Three posters on minor millet promotion at the 1st International Agrobiodiversity Congress

Capacity, Awareness & Policy   [1] Minor millets   [2] South Asia   [3] IFAD-EU NUS   [4]

The 1st International Agrobiodiversity Congress was held in New Delhi, India from 6-9 November, 2016. The congress brought together 900 delegates from 60 countries to initiate dialogue on different stakeholders roles in agrobiodiversity management and conservation of genetic resources. Over four days, the conference programme included rich discussion and exchanges between experts on topics ranging from agrobiodiversity in food, nutrition and environmental security, conservation through use, adaptation and mitigation of climate change, and genebank management.

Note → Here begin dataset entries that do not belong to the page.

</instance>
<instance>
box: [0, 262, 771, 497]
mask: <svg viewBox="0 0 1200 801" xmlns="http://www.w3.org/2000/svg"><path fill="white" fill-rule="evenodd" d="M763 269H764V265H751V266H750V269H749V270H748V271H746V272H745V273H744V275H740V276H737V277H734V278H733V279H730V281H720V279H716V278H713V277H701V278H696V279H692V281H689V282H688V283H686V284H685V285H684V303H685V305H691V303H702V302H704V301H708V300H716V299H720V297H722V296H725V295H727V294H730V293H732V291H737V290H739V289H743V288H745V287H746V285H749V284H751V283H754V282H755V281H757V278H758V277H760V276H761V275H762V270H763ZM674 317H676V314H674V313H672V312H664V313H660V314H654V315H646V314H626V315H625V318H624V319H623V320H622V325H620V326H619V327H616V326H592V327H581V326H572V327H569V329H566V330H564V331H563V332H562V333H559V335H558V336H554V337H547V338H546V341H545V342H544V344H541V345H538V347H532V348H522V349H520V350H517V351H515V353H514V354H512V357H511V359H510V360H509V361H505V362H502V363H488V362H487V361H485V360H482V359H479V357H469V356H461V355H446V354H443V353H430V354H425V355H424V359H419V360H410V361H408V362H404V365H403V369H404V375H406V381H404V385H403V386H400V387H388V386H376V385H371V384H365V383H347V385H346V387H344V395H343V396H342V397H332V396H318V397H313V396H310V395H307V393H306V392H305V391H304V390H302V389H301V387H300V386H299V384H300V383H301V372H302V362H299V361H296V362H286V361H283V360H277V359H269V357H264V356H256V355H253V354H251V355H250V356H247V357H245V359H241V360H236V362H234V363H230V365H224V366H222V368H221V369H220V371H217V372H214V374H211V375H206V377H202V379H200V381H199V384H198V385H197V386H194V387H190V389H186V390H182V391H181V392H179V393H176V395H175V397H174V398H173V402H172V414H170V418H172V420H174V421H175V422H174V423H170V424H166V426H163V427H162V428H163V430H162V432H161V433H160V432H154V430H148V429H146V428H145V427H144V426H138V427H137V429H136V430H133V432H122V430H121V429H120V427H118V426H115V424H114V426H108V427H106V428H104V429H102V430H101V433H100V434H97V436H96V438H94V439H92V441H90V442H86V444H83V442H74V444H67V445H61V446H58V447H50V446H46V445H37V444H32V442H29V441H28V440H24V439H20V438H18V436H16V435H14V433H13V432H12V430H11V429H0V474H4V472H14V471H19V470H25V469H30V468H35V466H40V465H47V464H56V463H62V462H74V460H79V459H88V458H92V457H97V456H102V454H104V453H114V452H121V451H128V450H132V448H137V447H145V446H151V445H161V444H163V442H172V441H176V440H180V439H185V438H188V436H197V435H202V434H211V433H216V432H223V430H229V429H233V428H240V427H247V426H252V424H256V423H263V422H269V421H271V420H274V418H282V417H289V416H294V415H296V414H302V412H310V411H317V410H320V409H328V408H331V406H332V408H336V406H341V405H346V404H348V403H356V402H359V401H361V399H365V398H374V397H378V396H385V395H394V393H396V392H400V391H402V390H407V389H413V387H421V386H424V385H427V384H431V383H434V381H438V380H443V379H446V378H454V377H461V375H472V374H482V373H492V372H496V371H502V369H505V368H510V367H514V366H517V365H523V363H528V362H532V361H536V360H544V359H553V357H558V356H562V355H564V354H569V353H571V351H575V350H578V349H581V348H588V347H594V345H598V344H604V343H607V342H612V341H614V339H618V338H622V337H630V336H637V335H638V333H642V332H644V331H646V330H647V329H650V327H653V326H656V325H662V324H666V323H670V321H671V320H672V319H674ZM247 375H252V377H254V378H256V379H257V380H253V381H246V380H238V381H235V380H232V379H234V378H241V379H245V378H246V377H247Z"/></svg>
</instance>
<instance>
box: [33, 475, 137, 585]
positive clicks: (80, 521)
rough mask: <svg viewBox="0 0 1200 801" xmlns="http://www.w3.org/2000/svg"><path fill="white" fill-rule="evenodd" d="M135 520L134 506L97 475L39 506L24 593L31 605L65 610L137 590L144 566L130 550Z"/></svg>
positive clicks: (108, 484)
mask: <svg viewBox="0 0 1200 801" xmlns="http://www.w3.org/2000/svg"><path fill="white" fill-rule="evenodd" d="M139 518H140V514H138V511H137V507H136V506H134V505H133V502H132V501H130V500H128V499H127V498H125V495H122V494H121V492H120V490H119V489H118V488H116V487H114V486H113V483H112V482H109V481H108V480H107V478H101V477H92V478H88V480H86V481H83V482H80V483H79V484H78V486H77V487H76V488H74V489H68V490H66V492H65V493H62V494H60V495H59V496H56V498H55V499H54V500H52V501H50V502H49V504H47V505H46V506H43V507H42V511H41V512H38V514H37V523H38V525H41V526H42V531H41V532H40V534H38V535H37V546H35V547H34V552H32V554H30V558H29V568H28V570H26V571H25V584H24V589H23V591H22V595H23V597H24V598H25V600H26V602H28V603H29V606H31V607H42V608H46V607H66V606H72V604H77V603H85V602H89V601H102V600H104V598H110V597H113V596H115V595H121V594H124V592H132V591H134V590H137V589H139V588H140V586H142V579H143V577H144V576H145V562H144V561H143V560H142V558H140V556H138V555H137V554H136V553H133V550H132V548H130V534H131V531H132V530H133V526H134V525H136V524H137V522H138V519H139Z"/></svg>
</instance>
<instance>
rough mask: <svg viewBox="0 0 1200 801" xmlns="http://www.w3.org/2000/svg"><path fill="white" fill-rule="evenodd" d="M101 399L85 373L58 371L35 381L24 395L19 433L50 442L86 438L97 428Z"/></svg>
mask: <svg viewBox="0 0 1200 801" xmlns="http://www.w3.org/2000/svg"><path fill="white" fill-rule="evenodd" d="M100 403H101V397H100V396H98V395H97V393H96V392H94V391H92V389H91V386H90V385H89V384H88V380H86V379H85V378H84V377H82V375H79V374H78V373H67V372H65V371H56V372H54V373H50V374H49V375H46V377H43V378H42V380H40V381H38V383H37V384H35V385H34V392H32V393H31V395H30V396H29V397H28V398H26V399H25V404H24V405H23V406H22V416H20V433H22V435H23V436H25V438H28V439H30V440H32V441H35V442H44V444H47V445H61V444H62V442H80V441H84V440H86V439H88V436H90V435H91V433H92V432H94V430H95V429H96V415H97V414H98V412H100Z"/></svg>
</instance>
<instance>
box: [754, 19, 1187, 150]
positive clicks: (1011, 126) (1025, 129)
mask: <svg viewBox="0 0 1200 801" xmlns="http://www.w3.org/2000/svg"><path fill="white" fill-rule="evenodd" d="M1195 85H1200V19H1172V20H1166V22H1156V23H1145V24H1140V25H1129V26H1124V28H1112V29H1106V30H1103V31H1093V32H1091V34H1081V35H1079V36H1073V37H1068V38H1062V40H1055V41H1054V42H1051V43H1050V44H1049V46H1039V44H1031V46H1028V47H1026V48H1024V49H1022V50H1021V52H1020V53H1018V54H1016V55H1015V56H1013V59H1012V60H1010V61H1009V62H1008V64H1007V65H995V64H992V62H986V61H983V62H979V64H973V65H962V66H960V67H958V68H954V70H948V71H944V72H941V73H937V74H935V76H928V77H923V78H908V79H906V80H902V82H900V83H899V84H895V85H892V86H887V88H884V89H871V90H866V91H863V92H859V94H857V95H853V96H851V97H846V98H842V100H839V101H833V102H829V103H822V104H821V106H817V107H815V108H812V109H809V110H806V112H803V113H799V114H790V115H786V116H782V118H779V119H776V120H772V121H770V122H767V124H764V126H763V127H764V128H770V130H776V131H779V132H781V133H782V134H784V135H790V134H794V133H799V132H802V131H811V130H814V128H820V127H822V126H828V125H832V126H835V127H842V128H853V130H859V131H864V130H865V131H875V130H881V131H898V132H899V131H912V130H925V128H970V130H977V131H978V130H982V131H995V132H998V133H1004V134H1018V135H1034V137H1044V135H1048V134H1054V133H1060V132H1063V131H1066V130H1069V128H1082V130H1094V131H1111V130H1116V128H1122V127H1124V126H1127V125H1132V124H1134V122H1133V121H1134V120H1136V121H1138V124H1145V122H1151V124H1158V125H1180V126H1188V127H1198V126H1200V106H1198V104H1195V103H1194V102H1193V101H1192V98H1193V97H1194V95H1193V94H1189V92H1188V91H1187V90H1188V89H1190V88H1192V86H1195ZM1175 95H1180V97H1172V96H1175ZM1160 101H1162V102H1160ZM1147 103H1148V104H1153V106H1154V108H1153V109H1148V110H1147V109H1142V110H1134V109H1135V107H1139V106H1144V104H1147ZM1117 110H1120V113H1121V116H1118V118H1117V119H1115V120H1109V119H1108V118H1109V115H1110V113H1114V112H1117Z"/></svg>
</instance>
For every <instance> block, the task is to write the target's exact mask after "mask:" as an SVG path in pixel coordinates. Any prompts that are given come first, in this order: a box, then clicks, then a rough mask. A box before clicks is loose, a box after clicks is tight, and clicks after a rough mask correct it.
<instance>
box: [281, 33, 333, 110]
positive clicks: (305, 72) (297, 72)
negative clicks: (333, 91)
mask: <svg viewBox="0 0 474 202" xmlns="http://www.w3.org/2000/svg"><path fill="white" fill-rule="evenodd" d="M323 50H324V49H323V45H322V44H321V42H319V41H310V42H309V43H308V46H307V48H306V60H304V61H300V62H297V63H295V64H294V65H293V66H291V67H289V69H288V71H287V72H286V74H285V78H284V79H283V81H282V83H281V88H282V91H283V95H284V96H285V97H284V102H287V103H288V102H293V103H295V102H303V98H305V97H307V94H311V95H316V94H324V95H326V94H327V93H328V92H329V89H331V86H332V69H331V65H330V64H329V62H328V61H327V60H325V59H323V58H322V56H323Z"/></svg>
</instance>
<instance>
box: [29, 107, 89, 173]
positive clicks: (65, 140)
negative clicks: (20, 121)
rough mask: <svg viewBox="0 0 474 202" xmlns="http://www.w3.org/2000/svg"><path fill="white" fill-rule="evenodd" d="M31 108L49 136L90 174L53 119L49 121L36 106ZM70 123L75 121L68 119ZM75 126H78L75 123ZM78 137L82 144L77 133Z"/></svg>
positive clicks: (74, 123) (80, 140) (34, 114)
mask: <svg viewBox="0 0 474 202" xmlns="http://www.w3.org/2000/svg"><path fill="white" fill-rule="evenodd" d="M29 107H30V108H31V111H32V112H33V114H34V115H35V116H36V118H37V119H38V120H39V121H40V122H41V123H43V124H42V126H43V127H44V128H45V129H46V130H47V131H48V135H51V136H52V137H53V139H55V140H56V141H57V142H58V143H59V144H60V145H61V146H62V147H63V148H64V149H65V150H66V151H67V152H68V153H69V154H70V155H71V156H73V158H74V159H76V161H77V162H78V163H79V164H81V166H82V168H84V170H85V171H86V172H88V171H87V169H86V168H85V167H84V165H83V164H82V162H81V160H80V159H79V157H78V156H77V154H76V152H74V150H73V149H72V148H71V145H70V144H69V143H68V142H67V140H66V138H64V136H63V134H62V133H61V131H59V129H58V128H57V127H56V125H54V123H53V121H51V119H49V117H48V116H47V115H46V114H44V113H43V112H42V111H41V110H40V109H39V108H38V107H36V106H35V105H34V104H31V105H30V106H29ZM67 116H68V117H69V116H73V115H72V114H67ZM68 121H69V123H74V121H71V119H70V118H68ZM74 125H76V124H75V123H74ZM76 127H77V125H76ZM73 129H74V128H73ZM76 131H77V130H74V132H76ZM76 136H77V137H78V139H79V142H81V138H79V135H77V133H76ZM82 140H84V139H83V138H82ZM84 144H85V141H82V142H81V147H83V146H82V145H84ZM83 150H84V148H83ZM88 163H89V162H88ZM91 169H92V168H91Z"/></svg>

The conference was opened by the honorable Prime Minister of India Narendra Modi who spoke about the rich diversity of plants, species, crop varieties in India and how they are making an impact on the domestic and world stage. He emphasized that scientists must help battle hunger with biodiversity and that sustainable development and biodiversity conservation must be our guiding principles in making a clean and green Earth.

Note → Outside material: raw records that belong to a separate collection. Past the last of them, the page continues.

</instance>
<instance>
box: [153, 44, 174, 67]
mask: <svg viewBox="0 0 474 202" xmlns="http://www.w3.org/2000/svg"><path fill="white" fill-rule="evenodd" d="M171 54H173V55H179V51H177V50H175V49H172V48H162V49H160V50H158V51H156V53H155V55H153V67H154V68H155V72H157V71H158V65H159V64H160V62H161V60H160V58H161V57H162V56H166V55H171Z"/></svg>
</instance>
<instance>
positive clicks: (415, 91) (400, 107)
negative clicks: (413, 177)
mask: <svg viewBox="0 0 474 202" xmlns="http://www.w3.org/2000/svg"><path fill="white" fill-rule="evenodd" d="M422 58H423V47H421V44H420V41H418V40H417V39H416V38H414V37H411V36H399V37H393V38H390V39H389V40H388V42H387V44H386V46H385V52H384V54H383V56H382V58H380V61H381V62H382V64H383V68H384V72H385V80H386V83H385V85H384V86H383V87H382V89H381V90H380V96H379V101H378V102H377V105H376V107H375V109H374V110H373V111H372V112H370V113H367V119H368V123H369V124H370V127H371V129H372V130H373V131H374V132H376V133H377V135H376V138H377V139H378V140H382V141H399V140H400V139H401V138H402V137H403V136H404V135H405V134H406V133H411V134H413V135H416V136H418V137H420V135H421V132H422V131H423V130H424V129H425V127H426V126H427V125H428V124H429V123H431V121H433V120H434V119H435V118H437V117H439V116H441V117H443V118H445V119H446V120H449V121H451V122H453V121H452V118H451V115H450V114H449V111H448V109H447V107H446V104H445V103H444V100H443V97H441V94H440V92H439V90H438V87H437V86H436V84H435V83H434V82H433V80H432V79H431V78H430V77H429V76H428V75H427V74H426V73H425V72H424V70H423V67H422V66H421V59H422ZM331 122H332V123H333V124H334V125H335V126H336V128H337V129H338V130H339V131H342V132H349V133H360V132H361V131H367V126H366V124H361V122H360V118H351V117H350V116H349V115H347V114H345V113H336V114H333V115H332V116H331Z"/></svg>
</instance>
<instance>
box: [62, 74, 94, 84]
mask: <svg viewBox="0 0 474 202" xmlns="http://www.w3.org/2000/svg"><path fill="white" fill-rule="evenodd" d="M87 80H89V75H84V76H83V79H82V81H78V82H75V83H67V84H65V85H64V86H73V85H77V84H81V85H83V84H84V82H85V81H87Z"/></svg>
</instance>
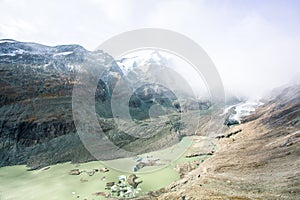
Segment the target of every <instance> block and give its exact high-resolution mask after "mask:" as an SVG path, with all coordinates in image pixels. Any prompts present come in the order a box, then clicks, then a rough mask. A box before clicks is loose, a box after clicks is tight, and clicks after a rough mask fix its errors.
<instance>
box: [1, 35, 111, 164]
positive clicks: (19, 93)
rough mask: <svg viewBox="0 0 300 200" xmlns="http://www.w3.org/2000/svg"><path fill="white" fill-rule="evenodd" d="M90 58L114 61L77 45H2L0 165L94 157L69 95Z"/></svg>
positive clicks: (18, 44)
mask: <svg viewBox="0 0 300 200" xmlns="http://www.w3.org/2000/svg"><path fill="white" fill-rule="evenodd" d="M90 54H97V56H98V57H101V58H102V59H103V62H105V61H107V60H111V59H112V58H111V57H110V56H108V55H107V54H105V53H103V52H94V53H92V52H88V51H86V50H85V49H84V48H82V47H81V46H78V45H63V46H56V47H48V46H44V45H40V44H35V43H22V42H17V41H12V40H11V41H7V42H5V41H3V42H1V43H0V77H1V78H0V88H1V90H0V166H5V165H14V164H28V165H29V166H31V167H33V168H35V167H41V166H44V165H49V164H54V163H58V162H65V161H74V162H82V161H88V160H92V159H94V158H93V157H92V156H91V155H90V153H89V152H88V151H87V150H86V149H85V148H84V146H83V145H82V143H81V141H80V139H79V137H78V135H77V134H76V128H75V125H74V122H73V117H72V97H71V96H72V89H73V84H74V81H75V76H76V73H77V72H78V70H80V65H81V64H82V63H83V62H85V61H86V60H87V59H88V57H87V56H88V55H90ZM100 65H101V64H100ZM102 67H104V64H103V66H102ZM108 67H109V66H108ZM101 91H102V90H101ZM106 96H107V93H105V92H104V93H97V98H100V99H105V98H106Z"/></svg>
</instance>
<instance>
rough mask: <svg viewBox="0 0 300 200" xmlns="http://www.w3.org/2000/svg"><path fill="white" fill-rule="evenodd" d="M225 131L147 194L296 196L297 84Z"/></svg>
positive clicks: (241, 196)
mask: <svg viewBox="0 0 300 200" xmlns="http://www.w3.org/2000/svg"><path fill="white" fill-rule="evenodd" d="M233 133H234V134H233ZM224 134H225V135H229V137H224V138H223V139H222V138H221V139H219V141H218V142H217V151H216V152H215V154H214V155H213V156H212V157H210V158H209V159H207V160H206V161H205V162H204V163H203V164H200V166H199V168H197V169H195V170H192V171H190V172H189V173H186V174H185V176H184V178H183V179H182V180H180V181H179V182H176V183H174V184H172V185H171V186H169V187H167V188H165V190H161V191H160V192H161V194H160V195H159V192H157V193H153V194H156V197H154V196H150V197H149V199H182V196H185V198H187V199H245V200H246V199H287V200H290V199H295V200H296V199H299V196H300V85H295V86H291V87H288V88H285V89H282V90H280V91H278V90H277V91H276V92H274V93H273V95H272V97H271V98H269V99H267V100H266V103H265V104H264V105H262V106H260V107H259V108H258V109H257V110H256V111H255V112H254V113H253V114H252V115H250V116H247V117H245V118H244V120H243V123H242V124H241V125H237V126H234V127H233V128H231V129H229V130H227V131H226V132H225V133H224ZM199 151H201V149H199ZM145 199H146V198H145Z"/></svg>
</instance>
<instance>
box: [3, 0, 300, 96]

Among the many prestigious scientists participating the event, were three contributions by the IFAD-EU NUS project team. Preliminary results of research by Shambhavi Priyam on the role of minor millets and agrobiodiversity in mid-day meal schemes in India were shared, as well as a poster on efforts promoting minor millets in Madhya Pradesh by Action for Social Advancement. A poster by Dr. Oliver King (MSSRF) on “Methods and Best Practices for enhancing the use of Nutritious Small Millets in India” won the best poster prize for the theme on Conservation Strategies and Methodologies. The four days of discussions left the team with many inspiring messages to take forward in efforts promoting more sustainable use and conservation of minor millets and other underutilized species in India and beyond.

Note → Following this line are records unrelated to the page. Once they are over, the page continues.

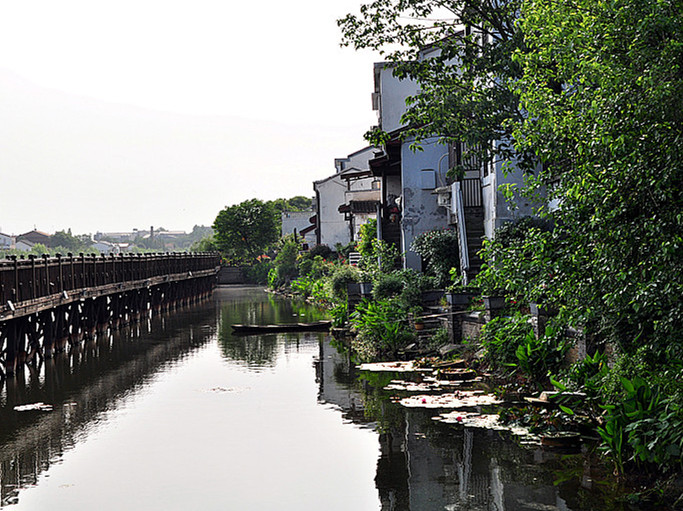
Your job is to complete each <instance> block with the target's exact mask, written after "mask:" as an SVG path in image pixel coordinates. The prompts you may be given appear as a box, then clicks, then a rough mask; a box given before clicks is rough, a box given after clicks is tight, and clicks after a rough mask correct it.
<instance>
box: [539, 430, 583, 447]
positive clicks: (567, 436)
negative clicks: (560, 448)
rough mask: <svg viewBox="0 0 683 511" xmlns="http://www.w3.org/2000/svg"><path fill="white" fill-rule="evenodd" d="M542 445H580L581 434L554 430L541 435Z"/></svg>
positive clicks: (556, 446) (543, 446) (550, 445)
mask: <svg viewBox="0 0 683 511" xmlns="http://www.w3.org/2000/svg"><path fill="white" fill-rule="evenodd" d="M541 445H542V446H543V447H558V448H572V447H573V448H578V447H579V446H580V445H581V435H580V434H579V433H575V432H573V431H556V432H554V433H545V434H543V436H541Z"/></svg>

The Delhi Declaration produced by the conference calls upon nations to accord top priority to the “shared vision of agrobiodiversity conservation and sustainable use towards achieving the Sustainable Development Goals (SDGs) and the Aichi Targets of the Convention on Biological Diversity addressing poverty alleviation, food, nutritional and health security, gender equity and global partnership” and included a number of specific recommendations to achieve this vision. In the words of Dr M.S. Swaminathan “Agrobiodiversity is all about eating the cake and keeping it, too".